I sat on the stainless steel stool, one gloved hand gently bracing a very grumpy gray tabby named Junebug as she flicked her tail and made her displeasure loudly known to the room.

“Watch the hind leg,” Professor Kline said, half-distracted as he passed behind me, “They’re quick when they want to be.”

“I know, I know,” I murmured, more to Junebug than to him, “I’m not gonna hurt you, sweetheart. Just checking your pads. That’s all.”

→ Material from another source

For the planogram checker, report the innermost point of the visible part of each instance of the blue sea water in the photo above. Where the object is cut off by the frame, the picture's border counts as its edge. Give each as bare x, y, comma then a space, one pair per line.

Her ear flicked as if in acknowledgment.

The room buzzed with the sounds of clippers, conversations, and the occasional bark from the adjacent kennel room. My partner for the day, Samira, was focused on prepping the next set of nail trimming supplies, her black curls tucked into a tight bun, eyes narrowed in concentration.

I should’ve been focused. I wanted to be.

But my phone sat in the pocket of my scrub top. Every few minutes I imagined it vibrating. I imagined him messaging again.

He hadn’t.

Not since last night.

Not since I...

God.

What was wrong with me?

I’d stared at that photo for the whole night. The one of me naked, standing before a mirror. Trying to be... I don’t know. Something I wasn’t. Something bold or sexy, or... desirable. I’d taken it for someone I couldn’t see. Someone who made me feel like I had to.

I didn’t even know his name.

Just the messages, just the way he spoke to me.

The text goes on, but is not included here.